Un point de réunion devient forcément un point commercial. Les Arabes du Hedjaz, province sablonneuse et montueuse située le long de la mer Rouge, en face de la haute Égypte et de la Nubie, ceux surtout de la vallée de la Mecque, ont contracté, par suite de cette position, un caractère mixte qui les a rendus propres à être simultanément marchands, sectaires et valeureux conducteurs de caravanes. On reconnaît de tout cela en Mahomet. Il appartenait, par son père et par sa mère, à deux des principales familles de la tribu des Koreichites, maîtresse, depuis plus d’un siècle, de l’intendance de la Kaaba, poste qui procurait des avantages matériels, puissants moyens de domination par tout pays.

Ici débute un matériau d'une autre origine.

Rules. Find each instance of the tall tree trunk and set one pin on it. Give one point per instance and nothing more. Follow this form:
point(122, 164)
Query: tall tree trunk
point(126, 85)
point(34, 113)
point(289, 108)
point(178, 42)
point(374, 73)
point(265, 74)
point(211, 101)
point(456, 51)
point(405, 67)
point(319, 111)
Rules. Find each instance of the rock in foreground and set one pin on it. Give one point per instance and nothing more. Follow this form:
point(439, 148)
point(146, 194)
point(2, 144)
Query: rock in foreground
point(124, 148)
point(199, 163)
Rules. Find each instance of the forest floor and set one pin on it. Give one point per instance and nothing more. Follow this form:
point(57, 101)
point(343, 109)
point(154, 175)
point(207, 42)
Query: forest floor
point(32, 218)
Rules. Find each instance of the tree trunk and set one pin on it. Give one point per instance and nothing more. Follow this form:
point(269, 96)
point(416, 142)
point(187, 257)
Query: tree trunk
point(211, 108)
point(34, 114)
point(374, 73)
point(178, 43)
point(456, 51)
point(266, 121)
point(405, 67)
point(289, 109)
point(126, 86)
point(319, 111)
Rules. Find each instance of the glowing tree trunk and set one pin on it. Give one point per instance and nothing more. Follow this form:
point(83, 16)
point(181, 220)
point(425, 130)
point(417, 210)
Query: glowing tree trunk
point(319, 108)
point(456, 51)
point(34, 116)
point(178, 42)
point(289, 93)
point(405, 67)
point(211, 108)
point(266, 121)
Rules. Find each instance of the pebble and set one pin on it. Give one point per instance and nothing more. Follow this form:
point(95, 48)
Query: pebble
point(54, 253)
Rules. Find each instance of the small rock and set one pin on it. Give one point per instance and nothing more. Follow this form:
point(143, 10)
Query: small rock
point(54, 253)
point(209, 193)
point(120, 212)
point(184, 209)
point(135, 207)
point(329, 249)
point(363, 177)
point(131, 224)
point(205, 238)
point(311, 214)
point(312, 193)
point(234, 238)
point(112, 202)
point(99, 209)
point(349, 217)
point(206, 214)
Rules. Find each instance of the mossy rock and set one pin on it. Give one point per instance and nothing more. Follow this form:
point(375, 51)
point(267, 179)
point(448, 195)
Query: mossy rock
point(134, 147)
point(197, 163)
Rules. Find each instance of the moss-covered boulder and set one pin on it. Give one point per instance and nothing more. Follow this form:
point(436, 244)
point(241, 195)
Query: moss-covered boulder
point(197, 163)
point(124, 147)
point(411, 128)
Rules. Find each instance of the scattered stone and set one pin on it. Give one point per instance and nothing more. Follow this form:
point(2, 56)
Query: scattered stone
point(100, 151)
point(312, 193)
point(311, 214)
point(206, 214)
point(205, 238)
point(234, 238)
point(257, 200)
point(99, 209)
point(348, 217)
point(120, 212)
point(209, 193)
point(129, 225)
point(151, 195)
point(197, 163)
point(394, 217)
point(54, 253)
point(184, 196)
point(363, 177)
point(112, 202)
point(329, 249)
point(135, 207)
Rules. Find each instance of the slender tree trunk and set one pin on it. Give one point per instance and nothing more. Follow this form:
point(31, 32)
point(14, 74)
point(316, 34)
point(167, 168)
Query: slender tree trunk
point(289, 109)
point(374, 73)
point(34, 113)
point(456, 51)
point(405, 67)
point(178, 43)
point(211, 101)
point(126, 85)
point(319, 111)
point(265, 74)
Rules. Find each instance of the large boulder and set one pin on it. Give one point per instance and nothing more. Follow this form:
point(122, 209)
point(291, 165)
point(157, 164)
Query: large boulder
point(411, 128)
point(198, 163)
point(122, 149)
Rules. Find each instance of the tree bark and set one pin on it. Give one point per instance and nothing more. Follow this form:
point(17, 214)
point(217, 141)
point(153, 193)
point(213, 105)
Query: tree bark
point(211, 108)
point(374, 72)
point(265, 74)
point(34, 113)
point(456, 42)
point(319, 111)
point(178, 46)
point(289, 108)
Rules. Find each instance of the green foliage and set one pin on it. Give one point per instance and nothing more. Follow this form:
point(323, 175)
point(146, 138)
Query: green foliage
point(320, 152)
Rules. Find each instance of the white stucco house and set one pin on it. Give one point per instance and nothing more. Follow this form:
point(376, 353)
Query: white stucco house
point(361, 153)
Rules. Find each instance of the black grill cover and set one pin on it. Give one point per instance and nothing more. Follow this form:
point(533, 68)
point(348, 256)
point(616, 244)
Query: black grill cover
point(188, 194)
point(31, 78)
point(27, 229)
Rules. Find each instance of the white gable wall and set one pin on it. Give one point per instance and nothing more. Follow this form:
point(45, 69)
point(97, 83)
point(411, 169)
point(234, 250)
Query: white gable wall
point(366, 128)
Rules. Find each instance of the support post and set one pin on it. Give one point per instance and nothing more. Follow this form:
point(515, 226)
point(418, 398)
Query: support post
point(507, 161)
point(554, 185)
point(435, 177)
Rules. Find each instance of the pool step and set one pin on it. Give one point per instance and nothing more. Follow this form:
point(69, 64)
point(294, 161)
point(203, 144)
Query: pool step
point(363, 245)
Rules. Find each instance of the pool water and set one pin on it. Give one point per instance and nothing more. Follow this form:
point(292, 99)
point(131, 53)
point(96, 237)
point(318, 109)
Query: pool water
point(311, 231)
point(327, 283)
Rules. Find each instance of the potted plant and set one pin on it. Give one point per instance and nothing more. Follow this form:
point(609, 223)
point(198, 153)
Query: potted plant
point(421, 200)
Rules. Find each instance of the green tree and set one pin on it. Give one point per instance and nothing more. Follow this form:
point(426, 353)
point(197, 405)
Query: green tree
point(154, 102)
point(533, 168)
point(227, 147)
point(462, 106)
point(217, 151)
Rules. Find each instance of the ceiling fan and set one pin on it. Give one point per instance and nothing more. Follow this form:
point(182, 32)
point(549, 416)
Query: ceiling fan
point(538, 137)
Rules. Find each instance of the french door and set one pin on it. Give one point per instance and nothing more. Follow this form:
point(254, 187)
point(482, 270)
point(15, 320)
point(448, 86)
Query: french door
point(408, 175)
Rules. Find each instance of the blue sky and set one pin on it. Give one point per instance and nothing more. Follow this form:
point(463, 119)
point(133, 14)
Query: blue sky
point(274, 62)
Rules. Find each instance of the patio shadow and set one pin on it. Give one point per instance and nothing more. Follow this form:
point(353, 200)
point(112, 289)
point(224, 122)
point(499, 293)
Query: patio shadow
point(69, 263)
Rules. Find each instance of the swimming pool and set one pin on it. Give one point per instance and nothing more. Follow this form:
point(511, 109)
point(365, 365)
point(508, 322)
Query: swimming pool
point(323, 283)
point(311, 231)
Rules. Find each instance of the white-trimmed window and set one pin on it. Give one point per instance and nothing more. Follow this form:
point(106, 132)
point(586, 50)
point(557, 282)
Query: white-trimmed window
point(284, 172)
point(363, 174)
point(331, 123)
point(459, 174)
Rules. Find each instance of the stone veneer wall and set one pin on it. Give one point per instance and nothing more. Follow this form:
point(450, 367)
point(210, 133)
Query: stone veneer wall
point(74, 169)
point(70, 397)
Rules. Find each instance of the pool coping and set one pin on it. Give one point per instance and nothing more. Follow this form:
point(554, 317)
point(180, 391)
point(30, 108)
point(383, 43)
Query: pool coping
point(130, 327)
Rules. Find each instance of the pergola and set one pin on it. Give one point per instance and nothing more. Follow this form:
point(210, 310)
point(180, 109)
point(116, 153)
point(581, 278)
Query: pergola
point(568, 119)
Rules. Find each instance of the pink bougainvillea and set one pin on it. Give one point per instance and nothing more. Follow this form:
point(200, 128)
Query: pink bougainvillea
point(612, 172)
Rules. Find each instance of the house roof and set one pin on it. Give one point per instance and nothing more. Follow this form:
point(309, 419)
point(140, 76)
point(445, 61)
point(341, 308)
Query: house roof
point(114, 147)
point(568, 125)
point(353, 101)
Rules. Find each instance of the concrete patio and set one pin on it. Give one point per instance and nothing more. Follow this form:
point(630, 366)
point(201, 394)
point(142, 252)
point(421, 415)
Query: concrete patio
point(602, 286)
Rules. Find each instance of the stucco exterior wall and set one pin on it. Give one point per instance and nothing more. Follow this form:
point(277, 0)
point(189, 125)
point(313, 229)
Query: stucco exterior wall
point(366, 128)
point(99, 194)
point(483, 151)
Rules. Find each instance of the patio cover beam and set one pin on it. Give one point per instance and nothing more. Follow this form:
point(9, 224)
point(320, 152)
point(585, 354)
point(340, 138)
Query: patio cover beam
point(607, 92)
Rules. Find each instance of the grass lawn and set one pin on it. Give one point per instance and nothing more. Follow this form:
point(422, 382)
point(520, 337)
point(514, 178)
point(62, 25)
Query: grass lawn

Mahomet, orphelin de père au moment de sa naissance, et de mère à l’âge de six ans, et ne possédant pour toute fortune, malgré son origine aristocratique, que cinq chameaux et une négresse, avait été recueilli par son grand-père maternel, le très-respecté Abd-el-Mouttaleb et, a la mort de celui-ci, en 578, par son oncle, le non moins respecté Abou-Tâleb. Les écrivains musulmans donnent d'infinis détails sur ses faits et gestes pendant son enfance : il convient de se défier de ces récits caressés par de pieuses imaginations. Deux traditions sont seules à conserver. Amina, la jeune mère du futur prophète, avait dû renoncer à l’allaiter. Elle était très-pauvre ; elle n’était parvenue qu’à grand’peine a faire marché avec une Bédouine. Lorsqu’elle voulut reprendre son enfant, la nourrice la supplia de le lui laisser encore : le nourrisson accepté par charité avait porté bonheur à la tente. Mahomet n’oublia jamais ni sa mère, ni sa nourrice, ni sa négresse, ni la misère de ses premières années : on le sent à l’émotion avec laquelle il recommande, en maint endroit de son Koran, la reconnaissance aux enfants, l’amour de la famille aux parents, la justice et la générosité aux maîtres, et, à tous, la charité envers les orphelins.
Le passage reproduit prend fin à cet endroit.